We are beginning to realize that this relationship of oneness that exists in the Kingdom of God is the only pure thing, and it is the only permanent thing. When you are right there where the Word is flowing, you love the oneness that you find there. But you may be there for only a few days; the Lord may move you to another place. Are you going to feel cut off when you’re a thousand miles away, or ten thousand miles away? No! Some of the people who have seen me the least are among the most loyal and faithful to the Living Word that has come. They are among the most loyal and faithful because there is not a bond that is fleshly or soulish, but we have a oneness that is coming forth in the whole Kingdom of God.

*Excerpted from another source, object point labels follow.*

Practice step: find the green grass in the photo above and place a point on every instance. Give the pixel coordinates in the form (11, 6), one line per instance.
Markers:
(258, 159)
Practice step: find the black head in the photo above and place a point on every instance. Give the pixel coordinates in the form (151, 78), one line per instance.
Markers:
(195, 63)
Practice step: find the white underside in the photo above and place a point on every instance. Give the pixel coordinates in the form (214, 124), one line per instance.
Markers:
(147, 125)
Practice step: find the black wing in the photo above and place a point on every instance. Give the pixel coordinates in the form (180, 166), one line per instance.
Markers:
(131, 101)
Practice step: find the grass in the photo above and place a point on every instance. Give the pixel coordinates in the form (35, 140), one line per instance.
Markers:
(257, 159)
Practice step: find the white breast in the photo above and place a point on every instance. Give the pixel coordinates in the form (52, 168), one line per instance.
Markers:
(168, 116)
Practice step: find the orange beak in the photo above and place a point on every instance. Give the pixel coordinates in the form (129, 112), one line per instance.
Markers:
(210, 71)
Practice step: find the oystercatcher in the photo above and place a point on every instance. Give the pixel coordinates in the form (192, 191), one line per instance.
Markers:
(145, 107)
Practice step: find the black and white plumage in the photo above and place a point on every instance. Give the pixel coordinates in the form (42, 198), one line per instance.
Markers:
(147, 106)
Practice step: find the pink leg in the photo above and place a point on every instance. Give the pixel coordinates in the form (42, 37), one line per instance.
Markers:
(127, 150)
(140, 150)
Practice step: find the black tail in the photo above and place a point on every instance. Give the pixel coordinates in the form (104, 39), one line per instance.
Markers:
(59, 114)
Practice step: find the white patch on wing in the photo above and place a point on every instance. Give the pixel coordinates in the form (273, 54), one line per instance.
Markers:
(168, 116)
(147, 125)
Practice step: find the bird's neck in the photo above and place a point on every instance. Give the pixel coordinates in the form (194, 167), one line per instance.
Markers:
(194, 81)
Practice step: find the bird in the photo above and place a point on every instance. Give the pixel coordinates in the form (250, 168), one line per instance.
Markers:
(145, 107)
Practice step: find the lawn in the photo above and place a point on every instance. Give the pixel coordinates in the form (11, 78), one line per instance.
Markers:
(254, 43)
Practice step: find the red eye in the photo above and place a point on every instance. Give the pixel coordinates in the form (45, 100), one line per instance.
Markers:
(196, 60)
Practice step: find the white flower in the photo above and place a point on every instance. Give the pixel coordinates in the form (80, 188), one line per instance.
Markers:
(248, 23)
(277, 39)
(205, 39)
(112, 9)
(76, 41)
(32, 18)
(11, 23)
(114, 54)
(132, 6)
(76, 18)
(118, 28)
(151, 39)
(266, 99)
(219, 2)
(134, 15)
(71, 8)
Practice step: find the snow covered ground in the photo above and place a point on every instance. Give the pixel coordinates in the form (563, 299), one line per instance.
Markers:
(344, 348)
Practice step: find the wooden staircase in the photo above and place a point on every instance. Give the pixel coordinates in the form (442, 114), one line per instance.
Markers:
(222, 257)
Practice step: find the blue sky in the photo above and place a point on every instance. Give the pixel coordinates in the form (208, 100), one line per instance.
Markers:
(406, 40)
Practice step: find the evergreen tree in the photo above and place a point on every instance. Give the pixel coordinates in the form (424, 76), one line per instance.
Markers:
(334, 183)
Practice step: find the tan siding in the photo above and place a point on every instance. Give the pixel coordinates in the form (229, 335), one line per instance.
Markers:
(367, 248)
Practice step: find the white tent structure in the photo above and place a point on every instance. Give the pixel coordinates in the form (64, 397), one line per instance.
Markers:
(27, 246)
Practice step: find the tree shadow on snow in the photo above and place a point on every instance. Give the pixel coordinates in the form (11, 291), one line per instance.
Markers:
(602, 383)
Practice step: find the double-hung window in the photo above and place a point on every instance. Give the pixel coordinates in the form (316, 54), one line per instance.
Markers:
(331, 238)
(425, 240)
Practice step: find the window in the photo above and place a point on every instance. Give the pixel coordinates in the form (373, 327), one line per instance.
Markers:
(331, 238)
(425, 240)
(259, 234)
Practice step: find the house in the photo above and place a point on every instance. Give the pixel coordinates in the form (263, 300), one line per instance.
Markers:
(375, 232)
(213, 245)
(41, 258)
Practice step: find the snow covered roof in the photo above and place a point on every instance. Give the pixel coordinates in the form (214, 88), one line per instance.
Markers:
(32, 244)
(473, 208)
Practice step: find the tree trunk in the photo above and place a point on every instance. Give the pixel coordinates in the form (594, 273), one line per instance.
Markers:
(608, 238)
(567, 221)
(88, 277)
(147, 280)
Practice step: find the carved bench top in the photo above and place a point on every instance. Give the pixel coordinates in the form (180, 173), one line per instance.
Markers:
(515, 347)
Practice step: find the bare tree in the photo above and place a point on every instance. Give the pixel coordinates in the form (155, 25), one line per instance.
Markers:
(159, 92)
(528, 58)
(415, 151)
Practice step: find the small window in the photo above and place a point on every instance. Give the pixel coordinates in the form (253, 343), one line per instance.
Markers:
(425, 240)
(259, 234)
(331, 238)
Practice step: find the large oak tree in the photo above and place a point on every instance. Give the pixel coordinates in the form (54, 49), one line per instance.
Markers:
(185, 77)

We are going to study more about fellowship. “… and they had fellowship one with another, and the blood cleansed them from all sin” (I John 1:7). We need to explore the depths of that statement; because every time we fail to get what we should be getting from one another, it is because we are not bonding on the right level. If I bond with you in the oneness of the Spirit, and not on a fleshly or soulish level, I can draw strength from you that you could not imagine. And you will not be impoverished or weakened by it at all. You can draw from me too; that is fine; but draw in the Spirit. One man cannot do what I’m supposed to do, unless it is done in God. Then all I become is the channel through which the Lord flows. That is what the relationship will have to be, and then to God be all the glory.

We are learning to draw from one another and to give to one another in the Spirit. This was the principle of the Blessing services: we open our hearts to the Lord, first; then we open to each other, and a wonderful, tremendous flow begins. The Kingdom of God is not going to come by some “buddy-buddy” bond. In fact, that is what will keep the Kingdom from coming. Because you bond on a fleshly or soulish level, you open the door of assault. Satan can hit you, because that is the realm that he moves through. Satan cannot touch the oneness in Christ. He wants to stay as far away from Christ as he can, as long as he can, because the real encounter with Christ is going to slay him with the brightness of His coming (II Thessalonians 2:8). So also, as Christ comes forth in us in purity, He will slay the wicked one. So Satan tries to keep us on a plane where he will not encounter Christ in us. We stay on the right plane when we encounter Christ within one another, and we are strengthened by it. But Satan tries to pull us down and put our relationships on some low level, so that he can get in. The soulish and fleshly level is the only level where Satan can assault you.

Almost all of the problems that have occurred in our walk with God could be solved with this truth. This Word opens the door to the Kingdom relationships that God is demanding of us. Our oneness, our worship, our serving the Lord, and our fruitfulness all depend upon our rightly relating in the Kingdom. This Word is so important because all that we have believed to see fulfilled depends upon our rightly relating in His Kingdom to Him first, and then to one another.

If we do not seek oneness with Christ, we often bond with others with a soulish bond.

Oneness in Christ is mutually creative; wrong bonds are not.

Our walk with God should always have priority over our walk with each other.

With a total commitment to our Lord, we can truly have a commitment in love to one another.

A right relationship with the Lord opens the door to a true fellowship with one another.